Alibabacloud Video Translation
v0.0.1Alibaba Cloud IMS (Intelligent Media Services) based video translation Skill. Supports subtitle extraction (ASR/OCR), translation, and speech synthesis trans...
Like a lobster shell, security has layers — review code before you run it.
License
SKILL.md
Video Translation Skill
One-click video translation powered by Alibaba Cloud IMS, supporting subtitle-level and speech-level translation.
Input Format Requirements
IMPORTANT: Different APIs use different address formats!

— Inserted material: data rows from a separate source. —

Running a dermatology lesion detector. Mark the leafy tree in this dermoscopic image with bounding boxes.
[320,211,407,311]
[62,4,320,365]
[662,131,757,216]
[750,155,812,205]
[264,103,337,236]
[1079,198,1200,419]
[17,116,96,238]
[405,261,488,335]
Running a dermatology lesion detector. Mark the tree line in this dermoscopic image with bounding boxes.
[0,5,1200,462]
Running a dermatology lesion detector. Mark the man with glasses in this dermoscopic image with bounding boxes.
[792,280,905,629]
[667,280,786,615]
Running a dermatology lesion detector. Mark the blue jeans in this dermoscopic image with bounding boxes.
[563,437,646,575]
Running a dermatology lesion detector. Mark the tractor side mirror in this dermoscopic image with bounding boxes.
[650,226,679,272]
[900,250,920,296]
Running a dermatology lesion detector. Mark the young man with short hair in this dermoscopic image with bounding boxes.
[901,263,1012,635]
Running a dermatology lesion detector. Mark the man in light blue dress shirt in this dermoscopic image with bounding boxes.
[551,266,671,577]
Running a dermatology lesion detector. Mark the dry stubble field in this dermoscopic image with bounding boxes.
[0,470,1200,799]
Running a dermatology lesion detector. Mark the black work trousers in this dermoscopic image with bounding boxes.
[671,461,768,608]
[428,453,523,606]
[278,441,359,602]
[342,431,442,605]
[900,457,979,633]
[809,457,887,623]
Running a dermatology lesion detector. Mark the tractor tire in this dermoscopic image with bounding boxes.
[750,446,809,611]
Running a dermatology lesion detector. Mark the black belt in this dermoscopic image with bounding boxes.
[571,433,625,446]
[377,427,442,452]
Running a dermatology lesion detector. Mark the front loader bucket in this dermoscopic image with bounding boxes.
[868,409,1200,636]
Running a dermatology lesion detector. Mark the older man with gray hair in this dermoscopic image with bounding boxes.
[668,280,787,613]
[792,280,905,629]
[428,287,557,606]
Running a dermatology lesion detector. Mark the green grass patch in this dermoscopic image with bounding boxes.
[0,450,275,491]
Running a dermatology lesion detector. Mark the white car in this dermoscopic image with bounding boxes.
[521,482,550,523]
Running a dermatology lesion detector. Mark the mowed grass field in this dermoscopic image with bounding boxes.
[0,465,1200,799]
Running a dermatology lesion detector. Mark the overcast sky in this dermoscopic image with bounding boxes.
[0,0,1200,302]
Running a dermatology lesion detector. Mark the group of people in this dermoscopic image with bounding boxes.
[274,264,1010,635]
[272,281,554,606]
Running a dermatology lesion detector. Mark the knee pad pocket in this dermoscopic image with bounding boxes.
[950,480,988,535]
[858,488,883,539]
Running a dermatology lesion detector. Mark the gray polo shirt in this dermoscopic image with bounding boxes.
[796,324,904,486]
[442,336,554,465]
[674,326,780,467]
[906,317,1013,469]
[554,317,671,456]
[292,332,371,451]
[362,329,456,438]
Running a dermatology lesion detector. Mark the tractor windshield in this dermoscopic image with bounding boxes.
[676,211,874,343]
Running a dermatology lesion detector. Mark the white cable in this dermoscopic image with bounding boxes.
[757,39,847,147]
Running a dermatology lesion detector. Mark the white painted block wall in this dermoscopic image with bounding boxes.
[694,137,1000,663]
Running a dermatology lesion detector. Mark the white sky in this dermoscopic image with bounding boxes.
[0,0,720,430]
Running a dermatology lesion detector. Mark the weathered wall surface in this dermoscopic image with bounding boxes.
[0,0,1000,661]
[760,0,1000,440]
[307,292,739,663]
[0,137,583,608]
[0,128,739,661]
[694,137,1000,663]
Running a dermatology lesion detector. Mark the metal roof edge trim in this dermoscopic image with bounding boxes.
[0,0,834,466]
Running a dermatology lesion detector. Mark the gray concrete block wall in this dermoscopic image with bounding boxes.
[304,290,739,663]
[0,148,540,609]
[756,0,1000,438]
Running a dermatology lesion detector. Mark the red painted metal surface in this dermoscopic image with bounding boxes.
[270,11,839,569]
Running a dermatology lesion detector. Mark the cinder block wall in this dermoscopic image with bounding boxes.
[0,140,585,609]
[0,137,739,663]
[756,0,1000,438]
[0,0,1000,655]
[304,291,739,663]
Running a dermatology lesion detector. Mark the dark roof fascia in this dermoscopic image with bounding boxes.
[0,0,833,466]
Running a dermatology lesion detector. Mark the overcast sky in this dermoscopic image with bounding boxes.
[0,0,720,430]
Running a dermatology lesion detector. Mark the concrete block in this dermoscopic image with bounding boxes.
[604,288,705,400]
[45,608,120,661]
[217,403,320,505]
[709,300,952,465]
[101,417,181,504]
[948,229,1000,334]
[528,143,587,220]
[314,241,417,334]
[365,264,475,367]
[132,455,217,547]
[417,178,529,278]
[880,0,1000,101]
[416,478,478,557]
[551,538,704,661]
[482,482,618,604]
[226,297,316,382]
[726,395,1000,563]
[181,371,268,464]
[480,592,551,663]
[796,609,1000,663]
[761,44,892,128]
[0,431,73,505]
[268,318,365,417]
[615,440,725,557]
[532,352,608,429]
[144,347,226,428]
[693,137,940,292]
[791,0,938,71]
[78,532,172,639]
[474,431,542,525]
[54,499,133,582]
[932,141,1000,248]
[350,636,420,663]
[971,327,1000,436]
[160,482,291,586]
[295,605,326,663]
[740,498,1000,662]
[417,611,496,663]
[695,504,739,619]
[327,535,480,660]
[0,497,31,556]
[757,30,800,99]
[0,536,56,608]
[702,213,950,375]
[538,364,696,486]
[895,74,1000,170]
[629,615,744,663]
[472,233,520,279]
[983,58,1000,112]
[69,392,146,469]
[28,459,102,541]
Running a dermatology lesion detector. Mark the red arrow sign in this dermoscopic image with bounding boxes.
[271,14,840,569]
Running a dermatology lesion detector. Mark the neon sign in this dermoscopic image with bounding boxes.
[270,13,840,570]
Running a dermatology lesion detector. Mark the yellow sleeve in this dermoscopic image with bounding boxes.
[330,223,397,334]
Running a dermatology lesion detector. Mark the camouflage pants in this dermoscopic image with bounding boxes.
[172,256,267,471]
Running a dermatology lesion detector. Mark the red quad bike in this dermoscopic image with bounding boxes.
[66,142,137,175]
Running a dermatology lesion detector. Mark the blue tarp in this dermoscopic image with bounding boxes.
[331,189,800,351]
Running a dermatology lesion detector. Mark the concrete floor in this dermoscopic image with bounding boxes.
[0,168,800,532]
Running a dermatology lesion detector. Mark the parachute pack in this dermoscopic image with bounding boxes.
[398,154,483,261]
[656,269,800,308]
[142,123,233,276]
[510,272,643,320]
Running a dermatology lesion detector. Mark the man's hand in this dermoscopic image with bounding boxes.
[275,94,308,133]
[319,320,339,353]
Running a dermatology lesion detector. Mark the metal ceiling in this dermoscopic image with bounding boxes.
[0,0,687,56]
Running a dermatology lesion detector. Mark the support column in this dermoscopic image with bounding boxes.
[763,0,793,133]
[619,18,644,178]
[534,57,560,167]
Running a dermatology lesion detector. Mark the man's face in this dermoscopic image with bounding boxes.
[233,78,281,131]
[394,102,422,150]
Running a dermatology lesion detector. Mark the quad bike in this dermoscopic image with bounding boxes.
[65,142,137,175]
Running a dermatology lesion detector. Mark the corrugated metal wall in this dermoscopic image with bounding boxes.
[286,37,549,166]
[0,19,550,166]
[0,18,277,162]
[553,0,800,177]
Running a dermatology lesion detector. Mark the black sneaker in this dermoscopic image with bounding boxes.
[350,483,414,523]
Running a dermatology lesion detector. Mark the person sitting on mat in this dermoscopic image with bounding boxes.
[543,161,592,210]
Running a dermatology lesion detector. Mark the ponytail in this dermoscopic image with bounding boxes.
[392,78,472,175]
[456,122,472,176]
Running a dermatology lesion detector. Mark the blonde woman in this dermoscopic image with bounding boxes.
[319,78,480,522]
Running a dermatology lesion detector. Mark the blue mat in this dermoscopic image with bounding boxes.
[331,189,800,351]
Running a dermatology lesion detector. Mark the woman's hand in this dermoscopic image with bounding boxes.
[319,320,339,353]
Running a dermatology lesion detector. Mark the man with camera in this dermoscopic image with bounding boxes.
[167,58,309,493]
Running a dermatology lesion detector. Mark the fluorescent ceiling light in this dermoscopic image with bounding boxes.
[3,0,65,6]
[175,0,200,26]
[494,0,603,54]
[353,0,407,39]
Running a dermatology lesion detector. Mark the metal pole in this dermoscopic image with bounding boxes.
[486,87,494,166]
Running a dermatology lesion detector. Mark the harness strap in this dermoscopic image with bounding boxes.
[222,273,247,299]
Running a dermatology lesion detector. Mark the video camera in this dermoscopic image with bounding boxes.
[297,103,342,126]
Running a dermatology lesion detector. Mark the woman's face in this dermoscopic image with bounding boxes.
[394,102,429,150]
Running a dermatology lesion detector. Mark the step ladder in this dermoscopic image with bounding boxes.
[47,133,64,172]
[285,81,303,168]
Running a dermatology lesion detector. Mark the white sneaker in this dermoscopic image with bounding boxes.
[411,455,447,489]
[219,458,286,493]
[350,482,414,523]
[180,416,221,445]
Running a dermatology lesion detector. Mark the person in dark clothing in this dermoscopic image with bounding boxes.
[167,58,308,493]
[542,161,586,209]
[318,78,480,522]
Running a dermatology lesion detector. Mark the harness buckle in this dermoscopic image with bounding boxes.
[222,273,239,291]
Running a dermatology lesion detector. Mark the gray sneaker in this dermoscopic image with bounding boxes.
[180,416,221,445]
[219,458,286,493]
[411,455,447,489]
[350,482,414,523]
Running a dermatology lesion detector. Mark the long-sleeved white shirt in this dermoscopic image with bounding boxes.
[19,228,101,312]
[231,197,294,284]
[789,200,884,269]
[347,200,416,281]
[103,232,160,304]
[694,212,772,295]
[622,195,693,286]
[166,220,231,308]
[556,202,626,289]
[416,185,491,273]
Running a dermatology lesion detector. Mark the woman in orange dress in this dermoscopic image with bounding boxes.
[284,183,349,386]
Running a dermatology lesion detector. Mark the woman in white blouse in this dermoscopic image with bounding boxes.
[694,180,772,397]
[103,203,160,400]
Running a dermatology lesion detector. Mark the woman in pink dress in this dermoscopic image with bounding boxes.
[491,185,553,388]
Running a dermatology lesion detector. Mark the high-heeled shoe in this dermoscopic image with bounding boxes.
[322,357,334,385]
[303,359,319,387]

API Address Format Reference
| API | Address Format | Example |
|---|---|---|
SubmitIProductionJob (subtitle extraction) | oss:// format | oss://my-bucket/videos/test.mp4 |
SubmitVideoTranslationJob (video translation) | HTTP URL format | https://my-bucket.oss-cn-shanghai.aliyuncs.com/videos/test.mp4 |
Key: Subtitle extraction uses
oss://, video translation uses HTTP URL!
User Input Handling
| User Input Type | Processing Method |
|---|---|
| HTTP URL format | Use directly for video translation; convert to oss:// if subtitle extraction needed |
oss:// format | Use directly for subtitle extraction; convert to HTTP URL for video translation |
| Local video | MUST ask for OSS upload path, save both formats after upload |
Format Conversion Rules
oss:// format ⇄ HTTP URL format
oss://my-bucket/videos/test.mp4
⇄
https://my-bucket.oss-cn-shanghai.aliyuncs.com/videos/test.mp4
Conversion Formula:
oss://<bucket>/<path>→https://<bucket>.oss-<region>.aliyuncs.com/<path>- HTTP URL does not require signing, use Bucket domain format directly
Local Video Processing Flow
User provides local video path
│
├─ AskUserQuestion: "Please provide OSS upload path (format: oss://<bucket>/<path>/<filename>.mp4)"
│
├─ User specifies upload path
│ ├─ Check if Bucket exists
│ ├─ Upload file: aliyun oss cp <local_path> <oss_path>
│ ├─ Save oss:// format → for subtitle extraction
│ └─ Save HTTP URL format → for video translation
│
└─ User does not specify path → STOP, user MUST provide upload path
Upload Command:
aliyun oss cp <local_path> oss://<bucket>/<path>/<filename>.mp4
Save both formats after upload:
Local: /Users/demo/videos/test.mp4
Uploaded to: oss://my-bucket/videos/test.mp4
├─ oss:// format: oss://my-bucket/videos/test.mp4 (for subtitle extraction)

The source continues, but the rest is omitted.